I think you'd have to go back to at least Pentium 2 or III days, further back if you want a laptop, to be confident that there is _no_ standalone microcontrollers that can be hacked from OS by adversaries, and that any reprogramming features in components are/can be fully disabled in hardware or at least by OS. Microcontrollers were usually overkill for simple management tasks back in those days, and ROMs either had hardware write enable pins or external reprogramming voltage supply required to do it.
Such a humbling read. Thank you for sharing, I somehow did not come across this when it was previously making the rounds.

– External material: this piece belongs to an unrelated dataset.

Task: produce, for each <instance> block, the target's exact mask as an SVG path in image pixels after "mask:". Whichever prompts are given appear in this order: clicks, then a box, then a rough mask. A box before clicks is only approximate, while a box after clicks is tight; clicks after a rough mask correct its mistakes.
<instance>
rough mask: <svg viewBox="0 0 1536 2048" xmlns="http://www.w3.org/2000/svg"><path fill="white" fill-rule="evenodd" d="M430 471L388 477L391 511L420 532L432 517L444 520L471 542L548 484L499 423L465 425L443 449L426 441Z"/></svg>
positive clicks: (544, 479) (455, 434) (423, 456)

Would this fit on an FPGA?
It does, but it's not a great solution:
https://tomverbeure.github.io/2019/03/13/SweRV.html#swerv-fo...
.
As cool as this, WD should be blocklisted just because of their unfriendly practices around product naming and flouting conventions.
It pissed me off too, but if that's the threshold for a blacklist it's hard to think of a tech company that would make the cut.
What does this refer to?
They were selling NAS drives using shingled magnetic recording(SMR) without providing any hint the drives were SMR. There are a number of NAS setups which SMR drives cannot be used in.
From what I know, plain WD Red drives are the only SMR drives produced by WD, and are the newest development; they just switched the names so that the old plain CMR WD Red disks became WD Red Plus.
Therefore WD Red Plus and the faster WD Red Pro models should be 100% safe, while plain WD Red ones, especially if bought less than a couple years ago are not. Corrections welcome of course.
That's only after public outcry. When first introduced, WD Red used CMR for some capacities and SMR for other capacities, like Toshiba does as well for e.g. the S300 line [0].
At least they're now documenting the technology they're using [1].
[0]
https://www.toshiba-storage.com/products/s300-surveillance-h...
[1]
https://www.westerndigital.com/products/internal-drives/wd-r...
Their rebranding and name switching is not very reassuring to me. I ordered two Red Plus drives (WD101EFAX) last month, but the drives I got are labeled "Red". I remember seeing some fine print (maybe on their website or in the box I got) which said "you might get drives that look like they are Red, but we promise they totally are Red Plus ...". That said, the drives are working fine AFAICT and I honestly don't know enough about hard drives to tell the difference.
The larger ones like the 10TB ones did not have SMR versions so you should not worry about having an SMR drive.
Not _any_ hint, it was known among 5ch forum dwellers since they came out. Those disks had platter counts, disk capacities and other specs that do not coincide with CMR configurations according to them.
Also, not showing real rotation speeds and calling what they show "5400 class" which wasn't 5400 at all.